Мой скользкий взгляд, салазочно катившийся по стене, вдруг застопорился на морщинистом лбу закрытой двери. Повинуясь естественному любопытству, я встал с табурета, подошел к двери и легонько припихнул ее. С зазывным скрипом она отворилась, и я увидел уютную комнатку. Сразу было заметно, что тут жило существо женского пола. Не в пример первой комнате, стены здесь оказались оштукатуренными и задрапированными пестрыми тканями. К одной из них степенно привалилось огромное зеркало, а перед ним застыл самовлюбленный деревянный столик с вычурно извитыми ножками. На полированой столешнице в классическом беспорядке разметались чисто дамские вытребеньки: скляночки, ленточки, коробочки, плошечки с благовоньицами, натирочки для чешуи и крыльев… В углу же царственно стояла обширная пышная кровать.

— Ну как, Евгений, не скучал без меня? — бодро поинтересовался голос вождя, ворвавшись сзади в ушные щели, и я резко обернулся. — Это комната Кризуны.

— Я уже догадался… — смущенно молвил я. — Прости меня. Любопытство, знаешь ли…       .

— Можешь не оправдываться, я тебя не виню.

— Ну и прекрасно! — облегченно произнес я, затворив дверь и мягко присев на прежний табурет. — Кризуна уже знает, что я прилетел?

— Нет, иначе уже была бы здесь, — ответил вождь.

— Мне кажется, нужно как-то сделать, чтобы мы не встретились. Ей же не растолкуешь, что я не Орбан… — опасливо проговорил я.

— Совершенно с тобой согласен, милейший гость, — понимающе пробасил он. — Я уже предупредил жителей деревни под страхом позорного наказания, чтобы они ничего не говорили Кризуне о твоем прилете. А ее я отослал в лес собирать цвет одной травки, которая расцветает, только когда стемнеет.

— Замечательно!
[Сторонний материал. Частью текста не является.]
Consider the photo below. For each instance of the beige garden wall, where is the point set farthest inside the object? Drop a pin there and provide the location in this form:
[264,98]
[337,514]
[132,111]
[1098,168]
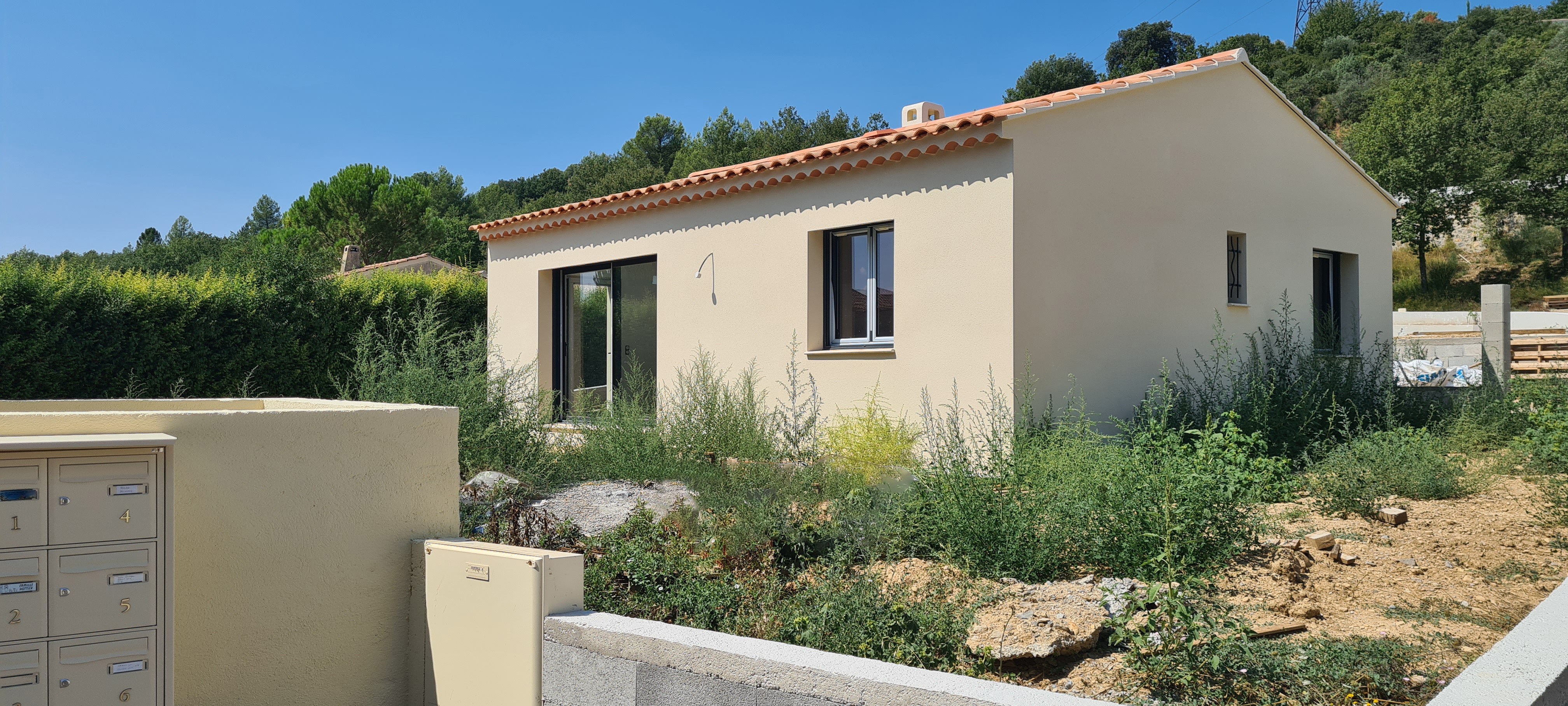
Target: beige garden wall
[952,212]
[1123,208]
[290,537]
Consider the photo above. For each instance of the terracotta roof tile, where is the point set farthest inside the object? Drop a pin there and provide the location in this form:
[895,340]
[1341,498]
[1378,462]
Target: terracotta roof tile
[827,159]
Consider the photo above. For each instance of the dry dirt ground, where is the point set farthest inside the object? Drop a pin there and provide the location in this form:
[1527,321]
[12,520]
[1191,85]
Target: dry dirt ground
[1457,577]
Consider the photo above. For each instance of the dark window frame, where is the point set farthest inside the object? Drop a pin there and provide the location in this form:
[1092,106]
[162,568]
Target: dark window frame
[559,319]
[1329,321]
[830,261]
[1236,267]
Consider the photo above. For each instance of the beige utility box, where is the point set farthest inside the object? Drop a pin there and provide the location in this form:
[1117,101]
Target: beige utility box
[85,583]
[485,608]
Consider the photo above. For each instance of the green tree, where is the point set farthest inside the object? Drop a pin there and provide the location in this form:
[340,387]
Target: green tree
[181,230]
[1147,48]
[658,142]
[1418,142]
[368,206]
[448,194]
[1051,76]
[1528,136]
[264,217]
[723,142]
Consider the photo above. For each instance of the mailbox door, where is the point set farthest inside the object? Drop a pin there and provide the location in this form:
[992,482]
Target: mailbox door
[104,671]
[23,503]
[24,680]
[24,597]
[103,498]
[103,589]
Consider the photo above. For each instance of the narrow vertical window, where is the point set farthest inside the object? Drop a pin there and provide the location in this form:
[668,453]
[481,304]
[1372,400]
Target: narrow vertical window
[1236,269]
[860,286]
[1326,302]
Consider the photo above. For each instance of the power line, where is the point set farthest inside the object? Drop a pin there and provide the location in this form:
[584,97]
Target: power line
[1158,12]
[1178,15]
[1238,19]
[1304,12]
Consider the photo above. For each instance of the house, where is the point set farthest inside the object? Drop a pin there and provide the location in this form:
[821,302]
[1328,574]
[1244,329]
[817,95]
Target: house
[1086,236]
[422,262]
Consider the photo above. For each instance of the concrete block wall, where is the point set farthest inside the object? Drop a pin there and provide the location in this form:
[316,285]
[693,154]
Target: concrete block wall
[604,659]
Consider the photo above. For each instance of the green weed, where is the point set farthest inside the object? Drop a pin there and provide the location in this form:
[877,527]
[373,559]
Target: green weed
[1435,611]
[1401,462]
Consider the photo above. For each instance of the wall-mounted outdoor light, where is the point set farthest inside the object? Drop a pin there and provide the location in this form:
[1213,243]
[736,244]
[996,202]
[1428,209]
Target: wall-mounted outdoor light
[712,280]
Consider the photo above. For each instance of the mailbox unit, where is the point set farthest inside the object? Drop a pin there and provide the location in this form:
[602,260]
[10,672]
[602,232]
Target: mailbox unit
[85,578]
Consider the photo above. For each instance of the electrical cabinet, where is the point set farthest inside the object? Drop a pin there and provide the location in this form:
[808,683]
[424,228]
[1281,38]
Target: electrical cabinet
[85,583]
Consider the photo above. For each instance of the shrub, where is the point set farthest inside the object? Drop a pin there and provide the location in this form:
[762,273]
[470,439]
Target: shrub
[651,570]
[1050,500]
[847,611]
[77,332]
[1401,462]
[422,360]
[709,413]
[667,571]
[869,442]
[1280,386]
[623,440]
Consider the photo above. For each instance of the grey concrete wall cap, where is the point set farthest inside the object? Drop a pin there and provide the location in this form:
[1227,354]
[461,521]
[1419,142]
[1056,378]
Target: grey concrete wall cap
[1528,668]
[785,668]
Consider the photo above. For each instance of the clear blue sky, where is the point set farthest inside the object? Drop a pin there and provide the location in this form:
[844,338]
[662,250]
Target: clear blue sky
[117,117]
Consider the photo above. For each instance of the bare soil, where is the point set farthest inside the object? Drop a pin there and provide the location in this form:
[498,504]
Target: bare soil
[1457,577]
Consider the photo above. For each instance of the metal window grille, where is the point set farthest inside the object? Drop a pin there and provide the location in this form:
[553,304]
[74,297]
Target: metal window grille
[1233,252]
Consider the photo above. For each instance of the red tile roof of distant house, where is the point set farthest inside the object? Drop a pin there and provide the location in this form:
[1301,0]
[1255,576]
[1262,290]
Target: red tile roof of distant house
[825,159]
[401,261]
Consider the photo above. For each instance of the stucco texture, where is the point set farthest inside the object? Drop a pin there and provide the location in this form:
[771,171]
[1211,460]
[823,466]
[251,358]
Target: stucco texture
[1122,217]
[1089,244]
[954,227]
[292,521]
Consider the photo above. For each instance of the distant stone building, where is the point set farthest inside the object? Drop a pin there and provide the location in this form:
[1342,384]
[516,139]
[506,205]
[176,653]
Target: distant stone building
[422,262]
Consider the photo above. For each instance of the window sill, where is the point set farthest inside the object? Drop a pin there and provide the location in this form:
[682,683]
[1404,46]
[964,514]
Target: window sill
[852,354]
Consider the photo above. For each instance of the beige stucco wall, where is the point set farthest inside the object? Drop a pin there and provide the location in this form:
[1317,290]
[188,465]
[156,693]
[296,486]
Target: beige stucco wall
[290,543]
[1120,203]
[952,212]
[1123,206]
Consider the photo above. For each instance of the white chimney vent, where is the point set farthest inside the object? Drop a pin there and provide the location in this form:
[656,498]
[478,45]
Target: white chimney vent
[922,112]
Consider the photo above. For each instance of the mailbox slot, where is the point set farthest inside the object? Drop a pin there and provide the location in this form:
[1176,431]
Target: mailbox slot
[103,671]
[103,589]
[24,597]
[103,498]
[23,507]
[23,675]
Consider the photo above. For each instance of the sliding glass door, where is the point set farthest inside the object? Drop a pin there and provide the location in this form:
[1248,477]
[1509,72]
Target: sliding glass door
[606,332]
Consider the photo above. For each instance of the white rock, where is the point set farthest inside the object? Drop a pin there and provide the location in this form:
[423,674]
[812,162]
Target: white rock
[483,484]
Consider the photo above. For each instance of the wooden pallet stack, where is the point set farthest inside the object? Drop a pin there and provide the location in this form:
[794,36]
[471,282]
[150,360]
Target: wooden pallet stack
[1537,357]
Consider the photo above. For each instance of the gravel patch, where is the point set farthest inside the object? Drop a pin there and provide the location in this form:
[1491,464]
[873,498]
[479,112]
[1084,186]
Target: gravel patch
[601,506]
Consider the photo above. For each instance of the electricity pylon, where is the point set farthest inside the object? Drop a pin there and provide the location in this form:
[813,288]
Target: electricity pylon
[1304,10]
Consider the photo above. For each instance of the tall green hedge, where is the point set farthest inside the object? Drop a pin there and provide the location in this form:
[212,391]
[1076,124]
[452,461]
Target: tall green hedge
[90,333]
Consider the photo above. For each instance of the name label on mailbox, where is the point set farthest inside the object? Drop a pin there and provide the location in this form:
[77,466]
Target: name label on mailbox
[123,668]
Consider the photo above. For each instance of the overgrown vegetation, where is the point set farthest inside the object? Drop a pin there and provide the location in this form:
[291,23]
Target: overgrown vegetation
[1357,476]
[797,512]
[82,333]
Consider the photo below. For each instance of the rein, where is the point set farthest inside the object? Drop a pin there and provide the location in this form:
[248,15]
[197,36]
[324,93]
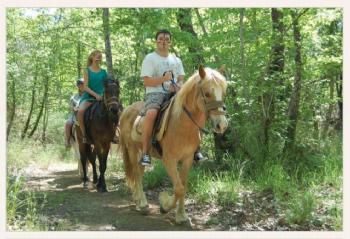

Просто изумительно! — осчастливленно воскликнул я.

— Но вечером дочь вернется, так что… Ты ведь не останешься ночевать?

— Нет, я спешу и покину деревню перед закатом, — успокоил я. — Мы с феей должны проникнуть в столицу пурсов этой ночью. Она ведь находится неподалеку?

— Около тысячи взмахов на север, — объяснил вождь. — Но лучше идти пешком, если не хочешь быть замеченным. Я дам тебе хорошего проводника.

— Я неизъяснимо благодарен тебе! — произнес я и добавил: — А ведь мне даже неизвестно твое имя — все «вождь» да «великий»…

— Меня зовут Толис, — молвил он, прихлопнув крыльями. — Благодарить же меня не стоит: мы с тобой одной веры и должны помогать друг другу.

— Кстати, о вере!.. — спохватился я. — До заката не так уж много времени.

— Верно, — клейстерно-густым голосом согласился Толис, — но сперва ты расскажи мне о вера землян, о христианстве. Я, правда, кое-что знаю, но это сущие крохи. Итак, Евгений, не мешкай!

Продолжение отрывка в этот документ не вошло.